Europe's Grocery War That's Not About Food
Pile it high and sell it cheap. That was the motto of Sir Jack Cohen, who founded Tesco PLC (TCSDY.PK ) in 1924 with money he earned from Army service in World War I. In the years since, the British retailer has gone from a small grocery store in North London to an international retailing powerhouse. Currently the No.1 grocer in Britain with $48 billion a year in sales, Tesco has logged double-digit profit growth for three years running. It now operates in 10 countries around the globe and is the leader in six, including Thailand and Hungary -- prompting experts to dub it the Wal-Mart of Europe. "Tesco is emerging as a virtually impregnable retail machine," says Steve Gotham, senior retail analyst at Verdict Research Ltd., a retail consultancy in London.
So what happens when the Wal-Mart of America goes after the Wal-Mart of Europe? A classic battle of titans, right in the shopping centers of Britain. Wal-Mart-owned Asda Group Ltd. recently overtook J. Sainsbury PLC to become Britain's No.2 grocer. Now it's on a mission to knock Tesco from its perch.
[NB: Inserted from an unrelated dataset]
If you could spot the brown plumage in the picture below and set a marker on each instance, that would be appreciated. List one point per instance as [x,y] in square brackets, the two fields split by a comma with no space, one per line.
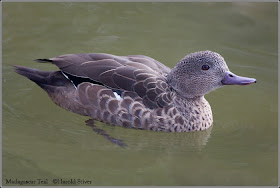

Theirs is not really a food fight: The weapons of choice are products like yoga mats and CDs. Nearly one-fifth of Tesco's revenues come from what it calls nonfood items -- double the share ten years ago, according to Verdict Research. Tesco is eager to keep the category growing, since nonfood items boast margins of about 9%, vs. 5% for food. Tesco sells more CDs than Virgin Mega- stores, and its Cherokee clothing line, introduced last year, is now the fastest-growing brand in Britain. Says incoming Chairman David Reid: "We're very serious about nonfood."
And so is Asda. In September, it kicked off a 12-month pilot project of selling its popular George clothing line in stand-alone stores. The move is aimed directly at Tesco's Cherokee line. Sainsbury PLC is also fighting for a piece of this market: It recently unveiled a new line of 2,500 goods for the home, including everything from frames to cookware.
Such moves by both chains make Tesco executives nervous, although they see Asda as the bigger threat. Unlike Sainsbury's, which caters to more upscale customers, Asda offers Tesco-like low prices. In fact, Tesco takes Asda so seriously that at its larger stores, the shelves are dotted with little cards that list the prices for goods -- and what consumers would pay if they were to shop at Asda or Boots (BOOYY ) instead.
A look at the shelf signs at Tesco's Kensington store in London reveals why the top brass is worried: Prices at Tesco and Asda are largely the same. Sure, Tesco, with its nearly 2,000 British outlets spanning everything from convenience stores to hypermarkets, typically rakes in more than 11/2 times the sales that Asda does each quarter. But Asda clearly has momentum. Its sales have been growing at a 10% annual clip, and it has opened 10 new stores this year, bringing its total to 263.
To stay on top, Tesco will rely on marketing tools it has perfected over the years. Each quarter it analyzes the data it collects from its 10 million regular, club-card-holding customers. It also solicits feedback from shoppers by means of phone and written surveys, along with customer panels. The approach is even more sophisticated than that of Wal-Mart, according to Mia Kirchgaessner, an analyst at Sanford C. Bernstein (AC ) & Co. "They are extremely good at using their data," she says.
Tesco watchers are betting the retailer will stay ahead -- for now. To do that, its stores are slashing prices by more than $300 million this year. "Even though we're successful, we're never complacent," says Sir Terry Leahy, Tesco's chief executive. The marketing war begins in aisle nine.